A Hybrid Solution for Document Processing
Combining the data extraction strength of LLMs with the workflow and data pipeline capabilities of an IDP platform provides a more robust and accurate solution for document analysis challenges. For almost any application, an IDP platform can take long-form documents in image or rich text format, convert them to chunks of text with contextual information embedded in, programmatically generate multiple prompts, and then leverage a GPT model to identify data of interest in the text based on the prompt. The output from GPT can then be used as an input for other pieces of the document processing pipeline within the IDP platform. As an example, GPT can first capture unique names within a document. The labeled names are then automatically compared against the national provider registry to validate specific mentions of providers within the document. Once the document is processed, human reviewers view the labeled providers within the document as part of the IDP platform’s human-in-the-loop interface and make any corrections to the data as needed. While most IDP platforms can be part of a hybrid solution, choosing the right one is critical to maximizing the impact of GPT models for intelligent automation of document-based processes.
(Hybrid document processing pipeline with data extraction using GPT)
Infinia ML’s Hybrid IDP Approach
In contrast to GPT solutions alone, Infinia ML’s IDP platform provides an end-to-end workflow for processing documents and identifying data, reviewing and validating processed documents, and collecting data for model retraining and improvement over time. In addition, this platform is capable of high-performance processing on long, complex, and unstructured data. With LLM capabilities as part of the Infinia ML team’s capability set, we are transforming how quickly and effectively we implement IDP solutions for our customers. Whereas previously, the availability and quality of human labeled data adversely affected model accuracy and training time, GPT solutions enable us to now train and deploy performant models in a fraction of the time with a much smaller set of labeled data. Not only has this resulted in price reductions for our IDP solution, but our team can deploy more complex solutions in much shorter timeframes, significantly improving the time to value for our customers.

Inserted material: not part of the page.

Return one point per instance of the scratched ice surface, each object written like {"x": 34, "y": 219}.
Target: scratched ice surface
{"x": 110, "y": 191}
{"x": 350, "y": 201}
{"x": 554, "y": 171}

(Infinia ML’s IDP Platform vs other document processing solutions)
In Conclusion
GPT / LLM models are powerful tools for entity extraction with little to no training data required. However, the randomness of responses, lack of confidence scoring, and inability to analyze textual data in context limit the potential applications of GPT as a complete solution for intelligent automation. In combination with an IDP platform that has a human-in-the-loop interface, GPT models can accelerate timelines to train and refine document analysis models and provide a true end-to-end workflow solution to support business processes. The Infinia ML team has pioneered the use of LLM technology to rapidly develop and deploy powerful solutions for document processing. Our IDP deployment is now faster and more cost-effective than ever before in our history.